Тётушка, впрочем, её похвалила, хоть и посоветовала не усердствовать: всех не оденешь. А шить рубашки для сирот… да, это угодно Канн, но только тогда, когда это не в ущерб собственному ребёнку. Ведь за то время, что «полевой цветочек» потратил на сиротские распашонки, можно было простегать половину одеяльца для своей кровиночки, разве не так? Лотта с облегчением согласилась, что так и есть, и мысленно послала отца Мартина заниматься мужскими делами, а в женские не лезть. И уж его совет потребовать у консорта отчёта по собственному владению… Если только отца попросить, чтобы проверил, не обворовывают ли её. Там же распоряжается веберовский кузен — что им стоило сговориться?
Словом, всё пошло по-старому, только её начала мучить неодолимая изжога. Не помогали ни сборы трав, ни мерзкие слизистые отвары, только яблоки немного спасали, но от них страшно пучило живот, а он и так рос, словно на дрожжах, не позволяя даже обуться без помощи служанки. Из-за непрерывной изжоги Лотта стала раздражительной и нервной, даже тётушки укоряли, что так нельзя и надо хоть немного сдерживаться, а её так и тянуло ответить им что-нибудь в духе ведьмы Голд. Как она там выразилась, когда Лотта рассыпала её сушёные травки? «В рот тебя через задницу?» Не очень понятно, как это, зато ясно, что приличным женщинам такое даже знать не полагается, не то что произносить. Но так хотелось громко и внятно сказать старым гадюкам: «В рот вас всех через задницу! Задрали уже своими нравоучениями!» После этого, конечно, ни о каких приглашениях уже и речи бы не шло, однако временами казалось, что это невеликая плата за удовольствие посмотреть, как тётушки пучат глаза и разевают рты, пытаясь ответить что-то достойное на такое пожелание.
А к Макушке Зимы вернулся мелкий паршивец Рутгер, да не один, а с двумя не менее мерзкими детьми — девчонкой шести-семи лет и мальчишкой чуть постарше. Кто они были такие и зачем их привезли в Излучину, никто, естественно, Лотте не объяснял. Зато теперь они то и дело носились по дому, и их вопли пополам с идиотским смехом звенели, отражаясь от высоких потолков и заставляя Лотту страдальчески кривиться.

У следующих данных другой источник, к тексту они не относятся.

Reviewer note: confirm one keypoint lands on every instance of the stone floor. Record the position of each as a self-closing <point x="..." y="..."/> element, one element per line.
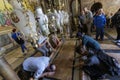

«Нет, — думала она, болезненно морщась от крика: „Не догонишь, не догонишь!“ — за неплотно прикрытой дверью, — мой Ад… нет, Эрнест таким не будет. Это будет спокойный и воспитанный мальчик, не то что веберовское отродье…» Конечно, они с братьями тоже любили побегать-поиграть, но даже во дворе замка не позволяли себе поднимать такой шум, только за его оградой. Где отцу их игры точно не помешают.
Она представила себе, как гонится за Норбертом, а он кривляется, оборачиваясь, и кричит: «Не догонишь, не догонишь, дура косолапая!» — а отец в это время въезжает во двор… Она зажмурилась и потрясла головой, отгоняя кошмарное видение.
— Послушайте, — сказала она Веберу за столом, где сидели, несмотря на юный возраст, оба мелких гадёныша, — это невыносимо. Почему эти дети носятся по всему дому и вопят? У меня голова лопается!
Вебер усмехнулся и посмотрел на мальчишку.
— Почему, Карл? — спросил он.
— Потому, дядя, — серьёзно ответил тот, только Лотта ни на миг не верила в серьёзность мелкой пакостной твари, — что после арифметики и чистописания Эрлан всегда отправляет нас выпустить скопившийся в попе скипидар. Он говорит, что иначе у нас мозги закипят и история или землеописание там уже не поместятся. Правда, Эрлан?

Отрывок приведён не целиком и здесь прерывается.